Hackers managed to take control of the CEO's account Twitter, Jack Dorsey, for about 15 minutes on Friday afternoon.
Of course, right after that they started celebrating with tweets that were not so elegant. Before the technicians could get the account back and delete the tweets, the hackers announced their name: Chuckling Squad. It is a group that has recently managed to breach several YouTube star accounts.
A brief hacking of a high-profile person's account may seem like a simple, or at least simpler, hack to hack into a company's systems.
However, this particular profile was the CEO of a large social media company, and his profile was hacked platform.
After Friday's hack, we can focus on three points that many of us have probably forgotten.

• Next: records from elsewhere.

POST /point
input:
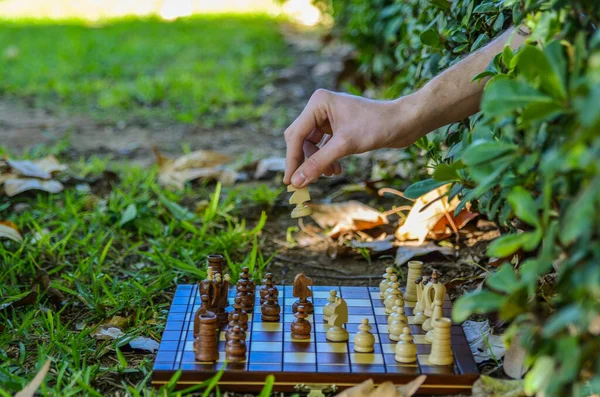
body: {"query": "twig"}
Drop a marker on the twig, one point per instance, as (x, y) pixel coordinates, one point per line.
(332, 269)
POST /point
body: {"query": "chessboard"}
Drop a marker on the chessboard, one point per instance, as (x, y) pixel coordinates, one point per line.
(316, 362)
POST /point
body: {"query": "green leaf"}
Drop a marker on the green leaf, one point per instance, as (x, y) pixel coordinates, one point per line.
(444, 172)
(476, 303)
(430, 37)
(485, 151)
(504, 280)
(540, 375)
(418, 189)
(503, 96)
(535, 66)
(129, 215)
(524, 206)
(507, 245)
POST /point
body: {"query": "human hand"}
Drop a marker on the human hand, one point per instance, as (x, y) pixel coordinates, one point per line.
(335, 125)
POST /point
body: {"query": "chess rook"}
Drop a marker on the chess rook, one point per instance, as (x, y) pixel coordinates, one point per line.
(415, 270)
(441, 351)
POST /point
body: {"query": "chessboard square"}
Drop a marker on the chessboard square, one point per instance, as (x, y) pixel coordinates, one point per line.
(266, 346)
(171, 335)
(368, 368)
(366, 358)
(333, 368)
(299, 367)
(299, 357)
(287, 337)
(357, 319)
(330, 347)
(358, 303)
(379, 311)
(265, 337)
(265, 357)
(419, 340)
(267, 327)
(289, 318)
(169, 346)
(260, 367)
(333, 358)
(298, 347)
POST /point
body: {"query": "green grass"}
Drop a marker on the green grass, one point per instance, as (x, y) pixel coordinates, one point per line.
(205, 69)
(108, 264)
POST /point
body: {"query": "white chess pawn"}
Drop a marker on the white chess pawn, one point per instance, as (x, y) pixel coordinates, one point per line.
(364, 340)
(437, 313)
(328, 308)
(393, 295)
(397, 313)
(383, 285)
(399, 323)
(406, 350)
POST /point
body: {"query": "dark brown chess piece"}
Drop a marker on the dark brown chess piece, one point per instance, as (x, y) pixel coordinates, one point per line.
(247, 298)
(243, 316)
(270, 310)
(235, 348)
(268, 283)
(234, 322)
(302, 292)
(300, 327)
(205, 344)
(216, 263)
(202, 309)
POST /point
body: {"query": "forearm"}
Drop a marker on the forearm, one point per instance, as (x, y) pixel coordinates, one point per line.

Check your Twitter app permissions now.
The details of Friday's hack have not been revealed, but tweets from Dorsey's account appear to have been posted using a service called Cloudhopper.
Twitter acquired a startup called Cloudhopper in 2010, The app allows users to post tweets from their phone via SMS or text messages without logging into Twitter. If Jack Dorsey had enabled Cloudhopper, it may have allowed hackers to post from his account without having to steal his Twitter password. There were also indications that they gained access to his number mobile of his phone, through a technique called SIM-swapping, instead of his Twitter account.
Cloudhopper is not an accidental, malicious third-party application. It has long been integrated into Twitter itself. Surely no one knows if Dorsey could have prevented the attack by disabling it.
However, it is a good reminder that your account can be compromised through various applications and services that you have given access to and over time you have completely forgotten about them, as Dorsey may have forgotten Cloudhopper.
Checking your Twitter licenses should be frequent and if you have not done so it would be good to do so immediately. If you see applications that you do not recognize or trust, you should revoke their access to your account.
https://twitter.com/settings/applications
Let's look at Sim swapping
Security experts warn for a long time for a SIM replacement technique. Basically someone is convincing the mobile phone provider to change your SIM card. How; They can pretend to be you, or they can pay an employee, or work with someone in the company. We will not look for it, but it has happened and will continue to happen.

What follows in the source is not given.